A groundbreaking new cancer drug with the power to shrink tumours could soon provide an alternative to chemotherapy.
Known as PENAO, the drug developed by a company called Cystemix at the University of New South Wales (UNSW) in Sydney, has shown extremely promising results in earlier testing.
On Wednesday, Chinese biotech firm, the Beroni Group, signed an agreement to fund phase two human trials and advance the clinical development of the potentially life-saving treatment.
"We know that this drug is going to benefit people," founder of the Beroni Group Jacky Zhang told Xinhua.
The collaboration between UNSW and the Tianjin based firm was made possible by the Torch innovation program to promote China-Australia ties in the technology space.
Zhang considers it a mission of the Beroni Group to promote cooperation between Australia and China in biotechnology, in order to draw on the widest possible range of medical expertise.
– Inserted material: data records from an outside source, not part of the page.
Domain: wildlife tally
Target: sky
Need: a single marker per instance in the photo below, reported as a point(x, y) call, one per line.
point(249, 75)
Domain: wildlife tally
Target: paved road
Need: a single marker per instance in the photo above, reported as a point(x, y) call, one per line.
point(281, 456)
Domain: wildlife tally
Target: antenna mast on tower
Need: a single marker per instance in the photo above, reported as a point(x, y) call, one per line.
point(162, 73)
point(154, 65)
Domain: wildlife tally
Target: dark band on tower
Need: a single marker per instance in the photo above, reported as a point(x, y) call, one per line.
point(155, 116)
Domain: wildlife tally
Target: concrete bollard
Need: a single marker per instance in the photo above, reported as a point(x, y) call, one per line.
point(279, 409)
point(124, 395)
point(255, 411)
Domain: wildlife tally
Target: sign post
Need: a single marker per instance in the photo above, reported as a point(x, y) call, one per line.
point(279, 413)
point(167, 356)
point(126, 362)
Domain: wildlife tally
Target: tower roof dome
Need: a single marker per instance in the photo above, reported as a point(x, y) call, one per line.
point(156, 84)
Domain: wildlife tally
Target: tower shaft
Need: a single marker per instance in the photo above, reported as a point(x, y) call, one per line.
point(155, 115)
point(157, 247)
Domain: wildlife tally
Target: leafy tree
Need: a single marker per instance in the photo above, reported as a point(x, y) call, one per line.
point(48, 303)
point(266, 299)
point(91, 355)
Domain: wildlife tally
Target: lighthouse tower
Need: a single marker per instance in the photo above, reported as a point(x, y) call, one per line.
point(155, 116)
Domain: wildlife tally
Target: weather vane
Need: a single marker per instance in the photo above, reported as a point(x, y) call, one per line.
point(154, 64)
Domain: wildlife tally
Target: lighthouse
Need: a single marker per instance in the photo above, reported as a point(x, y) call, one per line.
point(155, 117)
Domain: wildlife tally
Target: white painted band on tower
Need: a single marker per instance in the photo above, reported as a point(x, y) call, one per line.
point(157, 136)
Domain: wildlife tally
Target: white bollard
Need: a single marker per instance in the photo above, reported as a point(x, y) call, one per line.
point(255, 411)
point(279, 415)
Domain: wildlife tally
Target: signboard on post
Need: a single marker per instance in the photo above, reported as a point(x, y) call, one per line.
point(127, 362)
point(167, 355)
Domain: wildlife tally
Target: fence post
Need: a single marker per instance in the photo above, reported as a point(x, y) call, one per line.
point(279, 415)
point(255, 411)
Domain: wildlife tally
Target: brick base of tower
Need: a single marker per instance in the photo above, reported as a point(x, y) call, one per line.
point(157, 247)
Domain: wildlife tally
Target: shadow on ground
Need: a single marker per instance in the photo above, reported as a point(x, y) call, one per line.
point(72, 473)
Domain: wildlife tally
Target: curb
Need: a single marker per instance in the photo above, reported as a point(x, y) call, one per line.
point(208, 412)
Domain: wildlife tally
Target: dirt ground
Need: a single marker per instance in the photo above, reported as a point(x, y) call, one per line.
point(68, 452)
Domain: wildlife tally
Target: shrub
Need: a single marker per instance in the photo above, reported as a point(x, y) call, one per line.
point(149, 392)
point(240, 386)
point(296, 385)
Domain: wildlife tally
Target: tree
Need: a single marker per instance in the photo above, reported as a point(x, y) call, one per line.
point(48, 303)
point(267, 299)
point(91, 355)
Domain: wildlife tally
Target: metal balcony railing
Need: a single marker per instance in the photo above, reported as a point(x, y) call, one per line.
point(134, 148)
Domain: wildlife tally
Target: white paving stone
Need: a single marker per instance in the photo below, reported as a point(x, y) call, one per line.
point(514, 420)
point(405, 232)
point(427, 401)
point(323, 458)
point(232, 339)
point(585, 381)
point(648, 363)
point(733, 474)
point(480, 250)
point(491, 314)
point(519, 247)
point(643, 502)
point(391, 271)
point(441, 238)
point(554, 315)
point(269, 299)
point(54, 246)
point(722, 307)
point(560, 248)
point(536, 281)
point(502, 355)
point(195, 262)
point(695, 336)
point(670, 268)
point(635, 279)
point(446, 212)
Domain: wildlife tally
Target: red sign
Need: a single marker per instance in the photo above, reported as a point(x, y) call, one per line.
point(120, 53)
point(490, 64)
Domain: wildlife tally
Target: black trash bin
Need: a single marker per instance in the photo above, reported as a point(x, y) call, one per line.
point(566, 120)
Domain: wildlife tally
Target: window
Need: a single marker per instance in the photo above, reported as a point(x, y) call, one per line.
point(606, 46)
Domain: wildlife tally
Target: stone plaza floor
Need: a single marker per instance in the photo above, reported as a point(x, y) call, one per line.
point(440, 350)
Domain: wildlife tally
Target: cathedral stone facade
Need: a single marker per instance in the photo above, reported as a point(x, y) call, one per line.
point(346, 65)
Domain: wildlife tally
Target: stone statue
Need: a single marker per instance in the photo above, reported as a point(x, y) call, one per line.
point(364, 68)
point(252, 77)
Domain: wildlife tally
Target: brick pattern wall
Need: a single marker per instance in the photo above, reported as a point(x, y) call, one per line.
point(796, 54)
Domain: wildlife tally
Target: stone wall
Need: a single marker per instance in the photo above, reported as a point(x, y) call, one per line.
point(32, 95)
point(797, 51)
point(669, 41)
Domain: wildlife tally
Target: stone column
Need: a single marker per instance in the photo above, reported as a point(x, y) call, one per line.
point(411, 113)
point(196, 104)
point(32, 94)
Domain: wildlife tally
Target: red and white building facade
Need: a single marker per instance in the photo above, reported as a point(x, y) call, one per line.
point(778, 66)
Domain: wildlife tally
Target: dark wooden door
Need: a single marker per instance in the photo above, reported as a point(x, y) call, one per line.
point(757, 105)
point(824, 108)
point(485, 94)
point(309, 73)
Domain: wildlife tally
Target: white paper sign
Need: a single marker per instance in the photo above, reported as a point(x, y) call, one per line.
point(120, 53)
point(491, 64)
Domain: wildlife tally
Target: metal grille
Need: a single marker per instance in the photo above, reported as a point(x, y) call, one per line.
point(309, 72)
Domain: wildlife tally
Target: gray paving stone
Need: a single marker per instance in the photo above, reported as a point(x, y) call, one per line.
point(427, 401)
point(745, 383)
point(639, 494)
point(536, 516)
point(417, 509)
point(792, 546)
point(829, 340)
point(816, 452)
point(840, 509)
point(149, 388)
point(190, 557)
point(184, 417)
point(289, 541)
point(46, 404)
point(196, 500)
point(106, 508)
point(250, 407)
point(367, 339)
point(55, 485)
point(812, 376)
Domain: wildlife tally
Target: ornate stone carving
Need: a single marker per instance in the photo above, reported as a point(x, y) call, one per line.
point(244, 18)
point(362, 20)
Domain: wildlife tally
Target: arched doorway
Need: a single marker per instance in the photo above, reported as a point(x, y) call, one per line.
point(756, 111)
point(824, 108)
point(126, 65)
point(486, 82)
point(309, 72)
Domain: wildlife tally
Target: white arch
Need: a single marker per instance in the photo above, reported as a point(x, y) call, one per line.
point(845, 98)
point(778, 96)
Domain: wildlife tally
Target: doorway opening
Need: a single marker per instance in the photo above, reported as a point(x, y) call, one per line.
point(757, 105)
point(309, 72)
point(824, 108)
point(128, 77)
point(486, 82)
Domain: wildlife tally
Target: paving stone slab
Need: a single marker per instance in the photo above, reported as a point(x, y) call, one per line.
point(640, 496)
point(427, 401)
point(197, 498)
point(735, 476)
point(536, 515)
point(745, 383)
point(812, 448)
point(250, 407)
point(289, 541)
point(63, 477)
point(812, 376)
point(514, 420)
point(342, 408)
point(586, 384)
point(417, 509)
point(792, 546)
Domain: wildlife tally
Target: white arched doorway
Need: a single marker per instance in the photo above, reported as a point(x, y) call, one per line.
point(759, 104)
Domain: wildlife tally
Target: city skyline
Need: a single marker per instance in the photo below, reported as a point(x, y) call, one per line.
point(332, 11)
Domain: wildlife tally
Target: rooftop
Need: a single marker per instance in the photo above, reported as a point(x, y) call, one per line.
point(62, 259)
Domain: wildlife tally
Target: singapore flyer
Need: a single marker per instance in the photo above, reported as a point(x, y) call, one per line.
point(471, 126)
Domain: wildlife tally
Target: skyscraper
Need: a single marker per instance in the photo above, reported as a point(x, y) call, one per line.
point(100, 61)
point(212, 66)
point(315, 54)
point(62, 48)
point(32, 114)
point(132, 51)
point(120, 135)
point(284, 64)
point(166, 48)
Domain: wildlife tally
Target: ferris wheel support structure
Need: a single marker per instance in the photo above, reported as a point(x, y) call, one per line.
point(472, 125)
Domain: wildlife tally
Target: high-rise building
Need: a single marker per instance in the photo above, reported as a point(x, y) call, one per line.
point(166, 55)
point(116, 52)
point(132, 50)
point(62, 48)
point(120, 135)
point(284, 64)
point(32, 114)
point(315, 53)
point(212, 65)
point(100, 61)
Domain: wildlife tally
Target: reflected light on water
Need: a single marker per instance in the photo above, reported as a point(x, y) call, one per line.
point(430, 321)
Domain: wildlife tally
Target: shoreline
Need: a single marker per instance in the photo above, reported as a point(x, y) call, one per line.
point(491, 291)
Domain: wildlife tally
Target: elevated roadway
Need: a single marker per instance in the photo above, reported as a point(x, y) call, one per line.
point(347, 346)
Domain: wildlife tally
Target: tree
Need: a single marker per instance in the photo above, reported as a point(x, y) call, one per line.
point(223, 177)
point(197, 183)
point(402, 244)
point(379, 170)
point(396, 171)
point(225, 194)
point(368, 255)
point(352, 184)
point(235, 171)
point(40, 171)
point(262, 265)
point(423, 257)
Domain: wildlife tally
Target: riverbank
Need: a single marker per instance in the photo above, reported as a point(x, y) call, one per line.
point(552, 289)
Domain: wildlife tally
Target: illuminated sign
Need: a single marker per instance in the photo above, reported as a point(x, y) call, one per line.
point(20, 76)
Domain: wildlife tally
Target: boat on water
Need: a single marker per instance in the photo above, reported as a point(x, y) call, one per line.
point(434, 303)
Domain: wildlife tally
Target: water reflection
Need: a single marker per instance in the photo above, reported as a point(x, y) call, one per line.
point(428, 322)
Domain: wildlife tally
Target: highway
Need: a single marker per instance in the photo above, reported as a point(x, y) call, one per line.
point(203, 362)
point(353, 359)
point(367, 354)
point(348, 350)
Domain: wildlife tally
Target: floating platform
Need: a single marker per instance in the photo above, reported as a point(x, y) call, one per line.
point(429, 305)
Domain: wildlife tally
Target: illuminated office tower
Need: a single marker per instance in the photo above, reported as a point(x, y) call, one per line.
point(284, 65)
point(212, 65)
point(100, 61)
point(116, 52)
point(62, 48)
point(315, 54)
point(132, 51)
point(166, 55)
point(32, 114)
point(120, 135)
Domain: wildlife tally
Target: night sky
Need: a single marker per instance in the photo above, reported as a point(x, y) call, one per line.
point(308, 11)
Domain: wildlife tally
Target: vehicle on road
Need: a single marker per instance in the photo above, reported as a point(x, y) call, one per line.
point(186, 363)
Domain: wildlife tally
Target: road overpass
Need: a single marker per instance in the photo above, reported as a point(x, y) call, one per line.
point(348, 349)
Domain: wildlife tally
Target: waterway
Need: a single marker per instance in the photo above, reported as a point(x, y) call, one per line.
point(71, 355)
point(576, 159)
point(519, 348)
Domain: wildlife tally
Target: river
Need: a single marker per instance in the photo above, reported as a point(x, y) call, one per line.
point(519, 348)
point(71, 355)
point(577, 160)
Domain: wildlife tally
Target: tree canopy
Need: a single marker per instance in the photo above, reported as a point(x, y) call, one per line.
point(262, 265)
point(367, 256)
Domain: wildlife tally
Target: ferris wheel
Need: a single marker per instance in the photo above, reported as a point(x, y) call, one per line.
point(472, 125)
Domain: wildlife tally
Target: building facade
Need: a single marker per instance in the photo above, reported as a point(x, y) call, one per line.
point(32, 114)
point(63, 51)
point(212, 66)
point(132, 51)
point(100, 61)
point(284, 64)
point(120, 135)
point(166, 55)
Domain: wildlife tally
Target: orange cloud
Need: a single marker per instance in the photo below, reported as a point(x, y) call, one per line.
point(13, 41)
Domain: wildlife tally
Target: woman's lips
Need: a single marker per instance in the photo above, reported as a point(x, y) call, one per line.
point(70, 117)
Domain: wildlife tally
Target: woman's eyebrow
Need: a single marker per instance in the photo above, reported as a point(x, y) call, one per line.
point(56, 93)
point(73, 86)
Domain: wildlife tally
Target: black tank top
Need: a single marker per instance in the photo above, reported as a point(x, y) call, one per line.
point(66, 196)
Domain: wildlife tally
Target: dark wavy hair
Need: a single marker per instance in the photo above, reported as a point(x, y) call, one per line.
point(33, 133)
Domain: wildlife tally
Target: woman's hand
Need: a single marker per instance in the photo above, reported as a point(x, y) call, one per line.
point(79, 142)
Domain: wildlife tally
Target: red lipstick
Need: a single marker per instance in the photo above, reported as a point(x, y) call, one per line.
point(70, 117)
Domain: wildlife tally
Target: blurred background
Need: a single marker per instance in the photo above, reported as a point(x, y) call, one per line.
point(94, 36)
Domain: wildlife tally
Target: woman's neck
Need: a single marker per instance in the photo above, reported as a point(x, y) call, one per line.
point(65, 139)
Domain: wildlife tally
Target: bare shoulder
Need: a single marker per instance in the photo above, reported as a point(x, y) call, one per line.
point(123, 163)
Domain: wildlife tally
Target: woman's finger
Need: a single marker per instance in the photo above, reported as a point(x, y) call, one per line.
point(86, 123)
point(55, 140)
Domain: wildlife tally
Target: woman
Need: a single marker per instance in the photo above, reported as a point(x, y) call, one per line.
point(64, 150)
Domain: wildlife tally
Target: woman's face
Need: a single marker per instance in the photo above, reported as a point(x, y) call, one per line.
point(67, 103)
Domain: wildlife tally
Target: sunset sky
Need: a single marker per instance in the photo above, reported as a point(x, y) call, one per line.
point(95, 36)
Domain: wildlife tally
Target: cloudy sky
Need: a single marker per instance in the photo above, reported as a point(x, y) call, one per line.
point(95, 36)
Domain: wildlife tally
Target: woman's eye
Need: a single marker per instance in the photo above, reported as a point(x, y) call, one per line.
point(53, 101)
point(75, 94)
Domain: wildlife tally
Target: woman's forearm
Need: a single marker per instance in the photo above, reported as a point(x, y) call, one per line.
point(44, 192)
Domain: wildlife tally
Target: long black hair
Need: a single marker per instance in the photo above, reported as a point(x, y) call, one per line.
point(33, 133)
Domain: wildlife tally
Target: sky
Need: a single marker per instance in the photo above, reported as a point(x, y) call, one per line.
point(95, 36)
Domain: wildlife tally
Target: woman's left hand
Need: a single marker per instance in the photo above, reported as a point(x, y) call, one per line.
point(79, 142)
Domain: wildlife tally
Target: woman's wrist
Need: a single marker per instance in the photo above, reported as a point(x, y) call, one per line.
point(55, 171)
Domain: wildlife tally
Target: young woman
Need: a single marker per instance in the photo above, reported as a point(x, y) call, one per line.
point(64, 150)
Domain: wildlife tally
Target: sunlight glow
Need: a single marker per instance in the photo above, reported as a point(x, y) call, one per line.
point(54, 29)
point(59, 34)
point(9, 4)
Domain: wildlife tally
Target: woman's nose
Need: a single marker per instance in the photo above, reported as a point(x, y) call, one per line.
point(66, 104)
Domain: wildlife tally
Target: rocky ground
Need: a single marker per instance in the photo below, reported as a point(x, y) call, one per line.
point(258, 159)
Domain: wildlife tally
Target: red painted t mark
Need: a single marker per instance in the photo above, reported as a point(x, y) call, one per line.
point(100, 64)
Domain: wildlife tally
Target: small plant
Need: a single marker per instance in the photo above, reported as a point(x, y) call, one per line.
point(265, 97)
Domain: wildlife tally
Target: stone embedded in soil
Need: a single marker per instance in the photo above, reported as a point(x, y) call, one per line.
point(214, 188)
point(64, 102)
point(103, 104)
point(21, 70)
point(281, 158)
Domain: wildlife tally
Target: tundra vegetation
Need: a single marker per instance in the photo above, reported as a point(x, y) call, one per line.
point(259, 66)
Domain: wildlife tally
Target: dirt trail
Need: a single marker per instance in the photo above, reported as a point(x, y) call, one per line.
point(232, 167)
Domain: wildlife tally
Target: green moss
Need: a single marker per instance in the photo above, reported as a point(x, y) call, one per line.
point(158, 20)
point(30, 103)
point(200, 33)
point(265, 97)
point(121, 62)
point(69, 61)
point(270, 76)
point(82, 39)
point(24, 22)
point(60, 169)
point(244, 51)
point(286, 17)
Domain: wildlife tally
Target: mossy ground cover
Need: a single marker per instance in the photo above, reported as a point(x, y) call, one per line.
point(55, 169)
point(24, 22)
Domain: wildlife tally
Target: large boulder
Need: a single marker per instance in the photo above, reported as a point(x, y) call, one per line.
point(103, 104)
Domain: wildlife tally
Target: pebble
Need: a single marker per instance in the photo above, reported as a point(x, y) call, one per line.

"We're great in Australia at coming up with novel ideas and novel therapies but we don't have the funding or the support or the expertise to take it from the laboratory through commercialisation to market," director of knowledge exchange at UNSW Warwick Dawson explained.
"Public funding of research only gets technologies to a certain point, but to prove efficacy in human trials we typically need private support."
"That's why today is so exciting, we have found a commercial partner who will enable us to hopefully get these technologies out of the laboratory and into the clinic for therapeutic use."
For the creator of the breakthrough medicine, Wednesday's event to confirm the next phase of testing was the culmination of 15 years of dedicated work.
"To take a molecule from that inception through all the development in the laboratory, through all the processes that you need to go through to actually test it in humans, it's been a hell of a ride!" Professor Philip Hogg said.
"It's an enormously challenging and difficult process, from really just an idea in the lab, now to really being able to test whether this idea is going to help patients."
Hogg explained that the way the drug works is by preventing tumor cells from dividing.
"Healthy cells in our body, they use sugar mostly to make energy," he said.
"Tumour cells are not fussed about making energy, what they want to do is make new tumour cells."
"So what this molecule that we've made does is it stops the tumor cells from metabolising the sugar in the way that they want and as a result, they can't divide and then if that block goes on for long enough they die."
The trial will likely be performed on 15-20 pancreatic cancer patients to find out whether it improves their survival and wellbeing.
"We are hoping this will form an effective therapy in a space where there really currently isn't any," Hogg said.